Legacy Modernization with Semmle QL

The challenges of keeping a 30-year old code base modern

In the mid 2000s, an investment company acquired the source code to a commercial risk management system they had been using. Bringing the code in house gave them greater control and agility by being able to continuously optimize performance and enhance functionality. This led to the business being able to make better-informed investment decisions faster.

The system is large—nearly 3 million lines of thirty year old C++ and a considerable amount of Java, and some C# added in recent years. The project team roster steadily changes. This poses challenges for the team’s technical leadership:

  • Bringing new engineering talent up to full productivity as quickly as possible
  • Replacing old commercial libraries with newer, open source alternatives
  • Removing dead code to make the system easier to understand and maintain
  • Modernizing old algorithms and designs to take advantage of new language and computing platform changes

In 2015, the project leaders began using Semmle™ QL to help address these issues. Semmle QL, a fundamental part of the Semmle engineering analytics platform, is a query language that gives developers new ways to explore and understand their source code.

About Semmle QL

QL is a modern variant of Datalog, and it is ideal for those who want an unbounded ability to ask questions of their code and related development team information by interrogating it the way they would any database. The syntax of QL is modeled on Java, with a strong influence from other query languages like SQL. The object-oriented syntax, with support for recursion, allows you to define queries with very sophisticated logic.

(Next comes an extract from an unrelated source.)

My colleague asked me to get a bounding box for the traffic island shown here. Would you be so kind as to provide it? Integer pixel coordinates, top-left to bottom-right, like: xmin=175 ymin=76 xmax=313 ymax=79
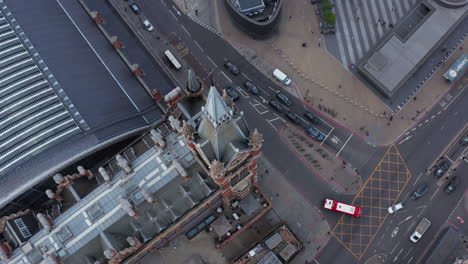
xmin=280 ymin=123 xmax=362 ymax=195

According to one of the technical team members at the customer, “the difference between QL and text search tools like Grep is that QL understands the code; how data and logic flow, scoping, typing, and so on. In a short amount of time, it’s given us a much deeper view of how the source code is used. In turn, this has helped our development team become more productive and make better architectural decisions.”

Using QL to find and eliminate aging libraries

The risk management system contained commercial libraries, for which the customer still paid license fees. The choice to use those libraries made technical and economic sense to the original vendor back in the 1990s, but today, there are free, open source alternatives such as Boost that are a better fit.

The challenge with this is understanding the dependencies on the original library. It’s easy enough to find specific references to the commercial APIs. But you also need to understand dependencies on the methods that are making those references. It’s a recursive search, and therefore, a natural fit for Semmle QL. Queries such as the one below helped reveal the usage of the aging libraries.

import cpp

from Function g, Function f
where f.getName() = "crvLoadMktRates" and g.calls*(f)
select f, g, g.getLocation()

The Semmle QL query above searches C++ code to find all functions g that eventually (however deeply nested through layers of function calls) call a function f with the name “crvLoadMktRates,” and reports the location in the code base of each.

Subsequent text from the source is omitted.